RIM Zeroes In On Separation Of Work And Play In BlackBerry OS 10: Will That Fly With The BYOD Generation?

On stage at CTIA’s MobileCon keynote today, RIM’s Jeff Gadway gave an on-stage demo of the upcoming BlackBerry 10 operating system. It wasn’t any more revealing than what we’ve already seen from RIM on stage at their own developer conference events (and in Natasha’s preview earlier today), but it did emphasize that RIM’s goal with BB10 is to provide something for everyone: a social, entertainment platform for consumers and a secure, data-safe environment to make IT managers happy. But can a mobile OS these days have its cake and eat it, too, in the way RIM envisions?

BlackBerry 10 is designed around the Balance concept, that provides essentially two different software environments depending on whether you’re logged in and authorized to use a device in a professional capacity or not. Data is segregated between these environments; Gadway noted on stage that you can’t copy and paste info from data from one into the other, and he showed how apps like the on-device photo gallery don’t share content between the two distinct environments. Likewise, there’s App World for Work, a special enterprise-specific version of BlackBerry’s mobile application marketplace that can serve only apps hosted on a company’s own servers, or provide access to certain white-listed apps selected or made mandatory by the user’s employer.

Lest that sound a little onerous in terms of providing a unified communications platform, Gadway pointed out that BB10 still unites key elements that make sense housed together, like email and messaging communications. You still have to authorize to view content from one vs. the other, but they all live in the same place. Overall, though, the focus is on data segregation, and on limiting access to apps. The challenge this presents is that instead of being an answer to the BYOD problem that satisfies both IT departments eager to regain control and users looking for freedom, this could just push people to look for platforms where easy access to the consumer apps they’ve come to depend upon.

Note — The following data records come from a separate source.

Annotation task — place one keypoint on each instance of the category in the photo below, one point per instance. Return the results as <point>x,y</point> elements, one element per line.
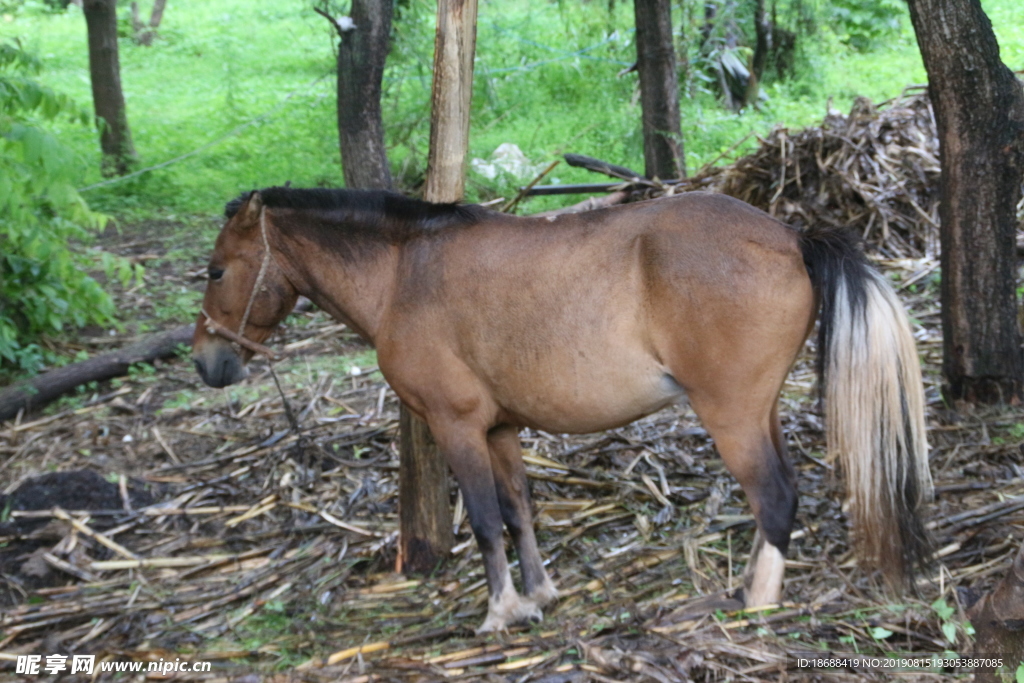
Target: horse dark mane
<point>372,215</point>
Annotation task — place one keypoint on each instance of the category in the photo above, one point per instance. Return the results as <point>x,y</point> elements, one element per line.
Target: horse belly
<point>594,400</point>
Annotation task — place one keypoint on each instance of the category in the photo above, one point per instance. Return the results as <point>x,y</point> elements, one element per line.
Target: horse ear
<point>253,208</point>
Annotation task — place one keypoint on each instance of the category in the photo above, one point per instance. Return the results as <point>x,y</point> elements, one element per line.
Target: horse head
<point>247,295</point>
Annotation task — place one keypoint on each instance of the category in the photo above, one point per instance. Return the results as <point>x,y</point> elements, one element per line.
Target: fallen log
<point>598,166</point>
<point>589,204</point>
<point>40,390</point>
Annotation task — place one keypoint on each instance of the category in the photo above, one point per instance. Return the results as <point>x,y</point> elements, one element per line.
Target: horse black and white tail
<point>875,403</point>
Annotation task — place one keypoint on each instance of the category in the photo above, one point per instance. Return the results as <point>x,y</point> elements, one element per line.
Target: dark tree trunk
<point>762,28</point>
<point>157,15</point>
<point>424,506</point>
<point>108,99</point>
<point>663,146</point>
<point>426,536</point>
<point>998,623</point>
<point>360,71</point>
<point>979,110</point>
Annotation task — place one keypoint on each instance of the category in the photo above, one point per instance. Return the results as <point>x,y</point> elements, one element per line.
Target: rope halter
<point>238,338</point>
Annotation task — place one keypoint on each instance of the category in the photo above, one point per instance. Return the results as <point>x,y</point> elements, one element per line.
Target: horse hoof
<point>511,609</point>
<point>545,594</point>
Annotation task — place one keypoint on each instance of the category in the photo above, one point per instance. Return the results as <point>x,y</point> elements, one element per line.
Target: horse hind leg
<point>754,452</point>
<point>468,457</point>
<point>513,498</point>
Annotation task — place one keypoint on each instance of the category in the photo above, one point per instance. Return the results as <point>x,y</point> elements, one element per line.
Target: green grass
<point>251,86</point>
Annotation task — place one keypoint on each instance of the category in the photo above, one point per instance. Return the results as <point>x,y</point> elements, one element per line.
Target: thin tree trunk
<point>360,70</point>
<point>979,111</point>
<point>108,98</point>
<point>663,145</point>
<point>455,44</point>
<point>157,15</point>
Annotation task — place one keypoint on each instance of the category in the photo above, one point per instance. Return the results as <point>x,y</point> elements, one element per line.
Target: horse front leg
<point>467,455</point>
<point>513,498</point>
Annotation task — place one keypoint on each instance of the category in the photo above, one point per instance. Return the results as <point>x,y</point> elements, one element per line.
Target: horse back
<point>591,321</point>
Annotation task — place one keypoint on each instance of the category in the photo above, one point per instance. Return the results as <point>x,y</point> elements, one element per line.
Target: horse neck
<point>354,291</point>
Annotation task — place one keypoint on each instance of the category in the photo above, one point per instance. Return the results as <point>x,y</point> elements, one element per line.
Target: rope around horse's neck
<point>258,286</point>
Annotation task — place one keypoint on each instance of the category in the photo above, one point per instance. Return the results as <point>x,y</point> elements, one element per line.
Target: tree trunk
<point>762,29</point>
<point>157,15</point>
<point>998,623</point>
<point>663,146</point>
<point>360,71</point>
<point>979,111</point>
<point>455,43</point>
<point>425,514</point>
<point>426,532</point>
<point>40,390</point>
<point>108,99</point>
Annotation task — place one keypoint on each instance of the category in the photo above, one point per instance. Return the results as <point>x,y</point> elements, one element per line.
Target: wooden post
<point>425,514</point>
<point>663,140</point>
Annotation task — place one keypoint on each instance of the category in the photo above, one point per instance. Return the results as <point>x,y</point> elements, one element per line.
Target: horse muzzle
<point>219,366</point>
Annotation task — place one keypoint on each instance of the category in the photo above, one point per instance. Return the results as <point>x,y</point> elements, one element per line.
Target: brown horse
<point>485,323</point>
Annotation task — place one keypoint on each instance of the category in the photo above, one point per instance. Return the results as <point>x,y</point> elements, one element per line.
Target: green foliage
<point>43,275</point>
<point>865,24</point>
<point>949,626</point>
<point>547,79</point>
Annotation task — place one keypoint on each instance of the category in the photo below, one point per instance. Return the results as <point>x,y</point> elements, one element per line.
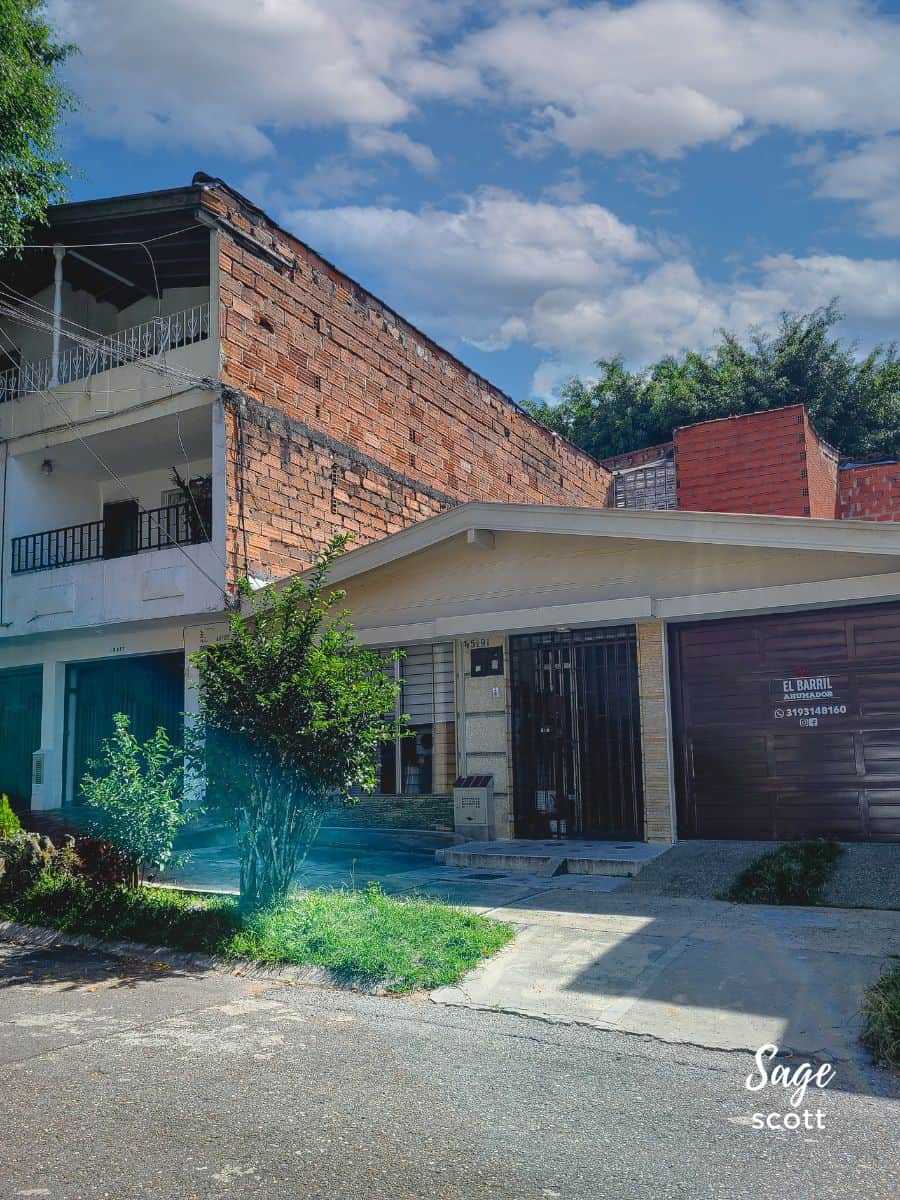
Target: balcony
<point>90,357</point>
<point>130,532</point>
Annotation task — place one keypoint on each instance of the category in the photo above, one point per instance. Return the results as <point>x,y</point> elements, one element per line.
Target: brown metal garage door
<point>789,726</point>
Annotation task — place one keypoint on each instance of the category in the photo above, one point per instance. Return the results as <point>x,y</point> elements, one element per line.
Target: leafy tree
<point>139,801</point>
<point>292,713</point>
<point>853,402</point>
<point>31,103</point>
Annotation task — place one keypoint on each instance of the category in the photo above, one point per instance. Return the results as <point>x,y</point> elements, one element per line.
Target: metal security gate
<point>789,726</point>
<point>576,733</point>
<point>21,691</point>
<point>148,688</point>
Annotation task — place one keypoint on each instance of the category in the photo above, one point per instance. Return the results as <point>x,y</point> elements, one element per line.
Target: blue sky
<point>535,185</point>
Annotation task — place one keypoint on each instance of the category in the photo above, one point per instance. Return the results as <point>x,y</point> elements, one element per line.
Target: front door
<point>576,733</point>
<point>148,688</point>
<point>21,691</point>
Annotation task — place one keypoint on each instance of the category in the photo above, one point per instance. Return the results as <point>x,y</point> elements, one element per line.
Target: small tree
<point>31,103</point>
<point>139,801</point>
<point>292,713</point>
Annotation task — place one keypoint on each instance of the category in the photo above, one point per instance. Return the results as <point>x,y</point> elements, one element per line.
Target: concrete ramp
<point>553,857</point>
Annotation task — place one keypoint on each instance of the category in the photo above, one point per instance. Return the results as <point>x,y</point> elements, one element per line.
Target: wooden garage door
<point>789,726</point>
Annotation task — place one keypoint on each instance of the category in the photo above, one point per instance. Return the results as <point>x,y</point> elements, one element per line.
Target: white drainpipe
<point>58,253</point>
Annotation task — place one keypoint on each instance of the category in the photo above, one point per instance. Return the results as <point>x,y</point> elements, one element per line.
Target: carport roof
<point>709,528</point>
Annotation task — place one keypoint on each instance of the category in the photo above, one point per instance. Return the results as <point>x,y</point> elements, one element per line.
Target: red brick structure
<point>869,491</point>
<point>343,417</point>
<point>762,462</point>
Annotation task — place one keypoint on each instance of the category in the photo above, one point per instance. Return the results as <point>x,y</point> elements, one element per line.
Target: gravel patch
<point>696,870</point>
<point>868,876</point>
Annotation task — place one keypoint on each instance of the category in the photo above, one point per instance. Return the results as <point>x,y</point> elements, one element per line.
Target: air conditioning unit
<point>473,807</point>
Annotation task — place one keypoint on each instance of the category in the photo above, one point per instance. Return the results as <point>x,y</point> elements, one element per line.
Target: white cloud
<point>229,75</point>
<point>376,143</point>
<point>575,282</point>
<point>659,76</point>
<point>871,175</point>
<point>664,76</point>
<point>478,270</point>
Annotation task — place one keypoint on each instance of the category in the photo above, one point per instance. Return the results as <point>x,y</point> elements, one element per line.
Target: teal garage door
<point>149,689</point>
<point>19,731</point>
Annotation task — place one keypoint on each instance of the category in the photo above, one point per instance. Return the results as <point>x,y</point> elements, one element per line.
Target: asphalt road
<point>131,1080</point>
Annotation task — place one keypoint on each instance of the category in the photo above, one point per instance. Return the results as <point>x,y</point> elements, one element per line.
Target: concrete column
<point>59,255</point>
<point>659,798</point>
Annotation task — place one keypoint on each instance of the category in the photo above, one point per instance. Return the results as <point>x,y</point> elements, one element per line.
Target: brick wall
<point>341,415</point>
<point>869,491</point>
<point>761,462</point>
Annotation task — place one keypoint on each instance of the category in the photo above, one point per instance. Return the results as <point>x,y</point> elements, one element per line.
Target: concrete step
<point>550,858</point>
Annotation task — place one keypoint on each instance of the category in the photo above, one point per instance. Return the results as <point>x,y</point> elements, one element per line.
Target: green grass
<point>881,1018</point>
<point>793,874</point>
<point>364,937</point>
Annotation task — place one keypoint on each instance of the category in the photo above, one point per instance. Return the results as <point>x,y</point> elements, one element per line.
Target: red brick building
<point>768,462</point>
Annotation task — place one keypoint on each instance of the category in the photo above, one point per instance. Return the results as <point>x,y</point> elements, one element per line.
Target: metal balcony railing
<point>177,525</point>
<point>82,361</point>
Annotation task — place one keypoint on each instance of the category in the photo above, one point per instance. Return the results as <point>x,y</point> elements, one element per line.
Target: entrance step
<point>550,858</point>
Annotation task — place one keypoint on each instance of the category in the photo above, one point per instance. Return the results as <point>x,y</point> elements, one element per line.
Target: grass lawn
<point>881,1018</point>
<point>793,874</point>
<point>364,937</point>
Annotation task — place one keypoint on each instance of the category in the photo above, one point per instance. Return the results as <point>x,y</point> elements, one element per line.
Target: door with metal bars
<point>576,733</point>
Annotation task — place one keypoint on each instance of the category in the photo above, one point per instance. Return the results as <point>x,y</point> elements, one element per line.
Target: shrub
<point>24,857</point>
<point>795,874</point>
<point>139,801</point>
<point>10,822</point>
<point>101,862</point>
<point>881,1019</point>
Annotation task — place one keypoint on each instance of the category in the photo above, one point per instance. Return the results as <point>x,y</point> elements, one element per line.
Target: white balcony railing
<point>90,358</point>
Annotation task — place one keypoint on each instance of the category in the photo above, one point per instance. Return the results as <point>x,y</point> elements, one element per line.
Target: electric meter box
<point>473,807</point>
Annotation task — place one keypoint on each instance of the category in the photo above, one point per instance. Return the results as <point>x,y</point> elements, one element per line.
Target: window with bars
<point>652,486</point>
<point>424,762</point>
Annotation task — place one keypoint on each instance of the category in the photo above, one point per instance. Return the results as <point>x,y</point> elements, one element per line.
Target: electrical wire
<point>119,480</point>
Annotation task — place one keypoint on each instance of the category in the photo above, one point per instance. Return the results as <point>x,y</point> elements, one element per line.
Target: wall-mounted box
<point>486,660</point>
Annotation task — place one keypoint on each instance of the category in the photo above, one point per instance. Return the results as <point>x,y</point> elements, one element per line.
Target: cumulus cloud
<point>577,283</point>
<point>664,76</point>
<point>477,270</point>
<point>229,73</point>
<point>869,174</point>
<point>659,76</point>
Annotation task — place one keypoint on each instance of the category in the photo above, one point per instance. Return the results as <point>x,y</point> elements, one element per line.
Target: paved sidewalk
<point>693,971</point>
<point>594,951</point>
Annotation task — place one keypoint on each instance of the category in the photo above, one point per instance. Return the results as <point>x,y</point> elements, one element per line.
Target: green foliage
<point>31,103</point>
<point>795,874</point>
<point>159,916</point>
<point>881,1018</point>
<point>365,937</point>
<point>10,822</point>
<point>292,712</point>
<point>372,939</point>
<point>25,856</point>
<point>855,403</point>
<point>139,801</point>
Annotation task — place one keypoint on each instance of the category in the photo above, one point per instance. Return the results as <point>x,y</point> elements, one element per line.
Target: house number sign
<point>805,700</point>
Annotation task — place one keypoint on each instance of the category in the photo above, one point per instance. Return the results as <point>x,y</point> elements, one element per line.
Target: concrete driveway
<point>688,971</point>
<point>597,951</point>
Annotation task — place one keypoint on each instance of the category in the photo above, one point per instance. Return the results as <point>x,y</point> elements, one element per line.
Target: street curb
<point>42,937</point>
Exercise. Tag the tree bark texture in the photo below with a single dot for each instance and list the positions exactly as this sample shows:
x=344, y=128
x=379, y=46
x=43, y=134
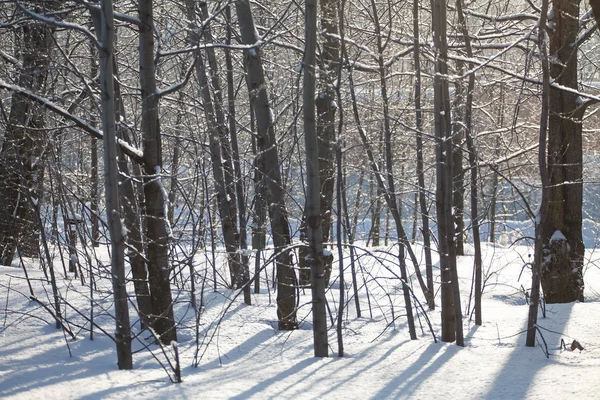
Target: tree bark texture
x=21, y=167
x=156, y=224
x=111, y=182
x=313, y=213
x=444, y=178
x=268, y=165
x=562, y=272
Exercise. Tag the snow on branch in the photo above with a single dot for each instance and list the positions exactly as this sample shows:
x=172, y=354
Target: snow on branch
x=134, y=153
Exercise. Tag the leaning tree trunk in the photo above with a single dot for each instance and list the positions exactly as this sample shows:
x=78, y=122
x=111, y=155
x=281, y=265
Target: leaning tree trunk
x=163, y=321
x=220, y=149
x=268, y=165
x=21, y=168
x=562, y=272
x=451, y=310
x=420, y=168
x=538, y=260
x=314, y=217
x=111, y=182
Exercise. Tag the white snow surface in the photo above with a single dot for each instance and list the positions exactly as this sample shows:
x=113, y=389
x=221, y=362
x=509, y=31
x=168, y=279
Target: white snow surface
x=247, y=357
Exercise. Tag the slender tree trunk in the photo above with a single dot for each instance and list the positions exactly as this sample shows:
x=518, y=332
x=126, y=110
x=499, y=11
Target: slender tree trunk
x=562, y=273
x=111, y=181
x=94, y=181
x=538, y=260
x=21, y=167
x=163, y=320
x=268, y=165
x=314, y=218
x=220, y=151
x=237, y=168
x=326, y=108
x=468, y=128
x=451, y=306
x=420, y=169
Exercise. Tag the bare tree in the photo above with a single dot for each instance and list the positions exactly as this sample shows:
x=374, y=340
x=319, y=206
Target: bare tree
x=111, y=182
x=269, y=167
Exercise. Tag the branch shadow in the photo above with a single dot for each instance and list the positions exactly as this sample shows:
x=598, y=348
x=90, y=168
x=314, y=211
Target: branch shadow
x=520, y=370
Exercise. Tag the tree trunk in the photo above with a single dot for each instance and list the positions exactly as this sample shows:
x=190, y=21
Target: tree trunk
x=111, y=182
x=163, y=321
x=326, y=109
x=21, y=168
x=451, y=317
x=220, y=151
x=268, y=165
x=420, y=168
x=562, y=272
x=314, y=217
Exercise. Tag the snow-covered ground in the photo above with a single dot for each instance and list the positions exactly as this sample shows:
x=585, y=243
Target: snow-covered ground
x=241, y=354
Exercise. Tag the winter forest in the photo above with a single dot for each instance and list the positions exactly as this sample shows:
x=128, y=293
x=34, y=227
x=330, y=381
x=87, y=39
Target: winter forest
x=299, y=199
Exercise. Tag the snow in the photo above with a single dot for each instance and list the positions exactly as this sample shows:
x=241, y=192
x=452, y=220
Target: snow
x=244, y=355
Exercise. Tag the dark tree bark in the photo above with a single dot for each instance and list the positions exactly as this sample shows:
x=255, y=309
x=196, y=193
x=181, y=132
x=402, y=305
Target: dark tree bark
x=314, y=218
x=451, y=306
x=458, y=135
x=468, y=128
x=268, y=166
x=220, y=149
x=562, y=272
x=163, y=320
x=326, y=109
x=538, y=260
x=111, y=182
x=237, y=169
x=21, y=166
x=420, y=174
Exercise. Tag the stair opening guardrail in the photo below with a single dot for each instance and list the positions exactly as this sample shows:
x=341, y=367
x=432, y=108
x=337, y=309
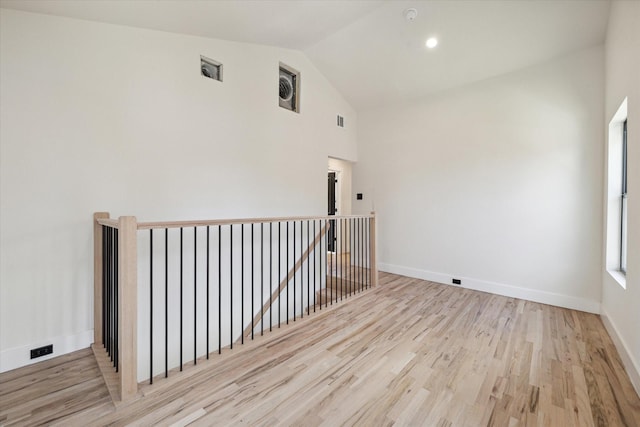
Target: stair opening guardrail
x=172, y=293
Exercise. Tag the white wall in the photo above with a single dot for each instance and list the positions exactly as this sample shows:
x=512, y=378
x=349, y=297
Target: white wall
x=103, y=117
x=621, y=307
x=498, y=183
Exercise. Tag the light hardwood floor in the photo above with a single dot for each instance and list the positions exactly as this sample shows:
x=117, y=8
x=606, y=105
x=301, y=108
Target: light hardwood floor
x=409, y=352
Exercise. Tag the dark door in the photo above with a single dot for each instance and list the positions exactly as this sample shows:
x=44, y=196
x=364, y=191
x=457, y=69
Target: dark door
x=331, y=204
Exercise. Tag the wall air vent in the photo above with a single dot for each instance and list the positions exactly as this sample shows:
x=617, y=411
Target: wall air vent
x=210, y=68
x=289, y=88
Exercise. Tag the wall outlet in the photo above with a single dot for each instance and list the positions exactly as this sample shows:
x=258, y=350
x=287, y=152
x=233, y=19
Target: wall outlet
x=42, y=351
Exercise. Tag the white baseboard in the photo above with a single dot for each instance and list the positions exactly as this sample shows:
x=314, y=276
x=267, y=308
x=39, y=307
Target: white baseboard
x=21, y=356
x=566, y=301
x=633, y=370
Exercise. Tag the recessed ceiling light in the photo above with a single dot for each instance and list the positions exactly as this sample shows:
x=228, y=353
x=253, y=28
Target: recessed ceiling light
x=410, y=14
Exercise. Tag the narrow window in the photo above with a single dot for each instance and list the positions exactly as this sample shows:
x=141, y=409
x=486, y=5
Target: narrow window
x=623, y=203
x=617, y=200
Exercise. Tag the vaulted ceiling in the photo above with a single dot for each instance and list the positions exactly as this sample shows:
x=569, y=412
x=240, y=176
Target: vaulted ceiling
x=367, y=49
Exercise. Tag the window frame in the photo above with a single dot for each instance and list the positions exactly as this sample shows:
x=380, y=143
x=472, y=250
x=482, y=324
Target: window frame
x=623, y=203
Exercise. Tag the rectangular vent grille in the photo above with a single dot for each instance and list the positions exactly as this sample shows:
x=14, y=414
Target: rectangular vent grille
x=210, y=68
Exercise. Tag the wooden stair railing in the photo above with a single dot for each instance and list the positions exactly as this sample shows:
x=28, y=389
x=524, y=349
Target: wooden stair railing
x=116, y=285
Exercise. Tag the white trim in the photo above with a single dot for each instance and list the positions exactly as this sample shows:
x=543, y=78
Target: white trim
x=20, y=356
x=560, y=300
x=633, y=370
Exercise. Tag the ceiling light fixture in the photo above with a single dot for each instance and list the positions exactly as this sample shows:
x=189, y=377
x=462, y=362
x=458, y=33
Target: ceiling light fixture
x=431, y=42
x=410, y=14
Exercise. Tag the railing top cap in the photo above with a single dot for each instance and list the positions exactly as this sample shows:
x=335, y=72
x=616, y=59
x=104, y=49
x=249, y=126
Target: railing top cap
x=112, y=222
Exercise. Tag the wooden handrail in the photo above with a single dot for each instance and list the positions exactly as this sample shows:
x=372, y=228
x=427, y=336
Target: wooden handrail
x=212, y=222
x=283, y=284
x=120, y=250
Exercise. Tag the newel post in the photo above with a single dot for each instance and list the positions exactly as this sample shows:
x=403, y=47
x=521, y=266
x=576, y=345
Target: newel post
x=97, y=277
x=372, y=250
x=128, y=305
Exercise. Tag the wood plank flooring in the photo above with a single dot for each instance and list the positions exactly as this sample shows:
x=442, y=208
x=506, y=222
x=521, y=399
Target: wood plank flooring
x=408, y=352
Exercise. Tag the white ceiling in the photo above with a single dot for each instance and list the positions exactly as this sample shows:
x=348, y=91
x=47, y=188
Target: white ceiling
x=366, y=48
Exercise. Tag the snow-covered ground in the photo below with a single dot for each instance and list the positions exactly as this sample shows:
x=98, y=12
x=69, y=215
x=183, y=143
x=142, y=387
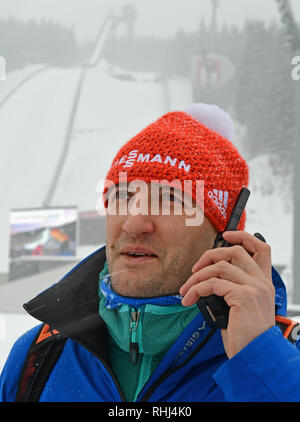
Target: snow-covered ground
x=33, y=124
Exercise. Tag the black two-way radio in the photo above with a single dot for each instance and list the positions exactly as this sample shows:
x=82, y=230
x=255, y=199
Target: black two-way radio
x=214, y=308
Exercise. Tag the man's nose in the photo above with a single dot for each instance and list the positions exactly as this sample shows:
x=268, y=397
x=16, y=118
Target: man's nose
x=136, y=225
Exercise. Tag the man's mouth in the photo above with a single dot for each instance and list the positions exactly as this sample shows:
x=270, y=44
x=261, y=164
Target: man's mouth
x=137, y=254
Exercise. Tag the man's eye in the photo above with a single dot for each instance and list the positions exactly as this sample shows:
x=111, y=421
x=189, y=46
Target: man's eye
x=171, y=197
x=122, y=195
x=119, y=195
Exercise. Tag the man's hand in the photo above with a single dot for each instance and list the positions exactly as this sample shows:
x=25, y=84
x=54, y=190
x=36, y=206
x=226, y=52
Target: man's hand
x=241, y=274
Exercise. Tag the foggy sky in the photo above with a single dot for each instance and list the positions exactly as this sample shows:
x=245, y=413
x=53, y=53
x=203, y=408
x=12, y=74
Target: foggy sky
x=155, y=17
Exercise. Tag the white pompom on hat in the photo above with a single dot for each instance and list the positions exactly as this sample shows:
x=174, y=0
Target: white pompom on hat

Consumers began practicing BYOD precisely because they wanted easy access to their data; the ability to quickly drop something in Dropbox and share it on a device where they controlled software loadout is in part what led to Dropbox’s rapid enterprise use. Building a mobile system that could in theory lock out access to those tools even though the information in question is actually on the device, albeit siloed on the personal side of things, seems like an inhibition of freedom, not a move towards more employee-choice driven adoption of mobile work tools.

It may be too early to tell, but it looks like what RIM is providing with BlackBerry 10 could lead to frustration on the user side, rather than an overabundance of choice. It may be that this still represents the best possible balance for IT departments looking to rein in the risks of BYOD, but I think the question of how a segregated (but unified) approach to mobile will sit with users remains to be seen.